Disney Braves Protest, Then Bears Away

Maybe. Maybe.

Okay, I know you dudes might not be all that interested in this, but you should be. Especially if you have daughters.

I mean, come on. How hard is it for someone, someone in Hollywood to present us with a female hero who isn’t pining for some man, waiting for a man to rescue her or show her how it’s really done? Apparently very.

Merida, notice the wild, frizzy hair, childlike face, bow & arrow, and decided lack of lace and glitter

Merida, notice the wild, frizzy hair, childlike face, bow & arrow, and decided lack of lace and glitter

It wasn’t until Pixar’s Brave that Disney/Pixar finally found the gumption to showcase a strong, independent young girl that moms and dads could feel comfortable showing to their daughters and sons. Merida was a princess who appealed to girls and boys, thanks to her outgoing ways, love of the outdoors, horse riding, bear fighting and all that.

Well, she was originally.

See, here’s the deal. A few years ago, some smart guy at Disney realized they could start merchandising all their female protagonists together. It went over like gangbusters. It’s called the Disney Princess line. Each and every princess is showcased in frilly, glittery finery.
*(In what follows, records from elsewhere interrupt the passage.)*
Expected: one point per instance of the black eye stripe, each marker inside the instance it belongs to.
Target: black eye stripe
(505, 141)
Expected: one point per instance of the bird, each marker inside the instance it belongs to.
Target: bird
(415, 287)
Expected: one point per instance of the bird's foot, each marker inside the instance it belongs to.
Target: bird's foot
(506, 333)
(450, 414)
Even Mulan, a young girl who spent most of her story in the army and fighting the bad guys with sword and fireworks, shows up in a gown.
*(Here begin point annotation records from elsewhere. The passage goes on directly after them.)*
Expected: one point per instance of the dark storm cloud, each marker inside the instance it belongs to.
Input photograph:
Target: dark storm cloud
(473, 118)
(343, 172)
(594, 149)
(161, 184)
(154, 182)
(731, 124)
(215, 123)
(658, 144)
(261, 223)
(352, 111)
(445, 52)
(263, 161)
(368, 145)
So guess what the geniuses at Disney did when it was Merida’s turn to join the Disney Princess line? Yeah, they stripped her of her bow and arrow, tamed her frizzy hair, aged her a bit more, gave her a low-cut gown and then threw her into an explosion at the glitter and make-up factory.
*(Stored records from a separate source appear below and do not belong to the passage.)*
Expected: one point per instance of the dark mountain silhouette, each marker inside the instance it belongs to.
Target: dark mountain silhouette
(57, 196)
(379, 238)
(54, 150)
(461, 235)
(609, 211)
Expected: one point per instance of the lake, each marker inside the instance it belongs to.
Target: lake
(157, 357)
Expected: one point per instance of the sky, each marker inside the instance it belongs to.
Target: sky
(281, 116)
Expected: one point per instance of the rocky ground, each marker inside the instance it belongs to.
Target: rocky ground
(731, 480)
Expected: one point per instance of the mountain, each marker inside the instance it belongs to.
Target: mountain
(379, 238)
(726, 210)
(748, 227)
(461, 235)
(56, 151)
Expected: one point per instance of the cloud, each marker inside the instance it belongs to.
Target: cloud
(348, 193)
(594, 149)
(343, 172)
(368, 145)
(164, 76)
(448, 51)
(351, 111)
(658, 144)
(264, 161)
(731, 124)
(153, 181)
You think I’m kidding. I know you dudes do.

But I’m not. Not even a little bit.

Here. Take a look.

The new Merida. Notice the complete lack of everything I pointed out above.

The new Merida. Notice the complete lack of everything I pointed out above.

Yeah. Like that. Take your time and look at that mess. Really look at it. If it weren’t for the red hair and the fact that they labeled her as Merida, I’d never believe it’s the same person.

Really. Seriously.

Apparently, I wasn’t the only person who was horrified by the changes wrought in the name of selling to 8-year-old girls. And? Sexing up a character to sell to 8-year-old girls? Something deeply wrong with that.

Just ask Merida’s creator, Writer and co-director of “Brave,” Brenda Chapman. She wrote the following in an e-mail to her local newspaper.

“Merida was created to break that mold — to give young girls a better, stronger role model, a more attainable role model, something of substance, not just a pretty face that waits around for romance … They have been handed an opportunity on a silver platter to give their consumers something of more substance and quality — THAT WILL STILL SELL — and they have a total disregard for it in the name of their narrow minded view of what will make money.”

Disney heard the outcry and told everyone to relax. Sexed-up, aged Merida was only drawn like that in her finery so she could look good at her induction ceremony as part of the Disney Princesses. She’d not look at all like that. Much. Supposedly.

Disney went so far as to remove the new drawings of sexed-up Merida from her Disney Princess website, but I have a feeling, just a feeling, mind, that we’ve not seen the last of this appalling revamp. Disney thought it would sell better once, so I don’t foresee them letting go of the idea any too easily.

Call me cynical, but I think it’s only a matter of time until she’s back.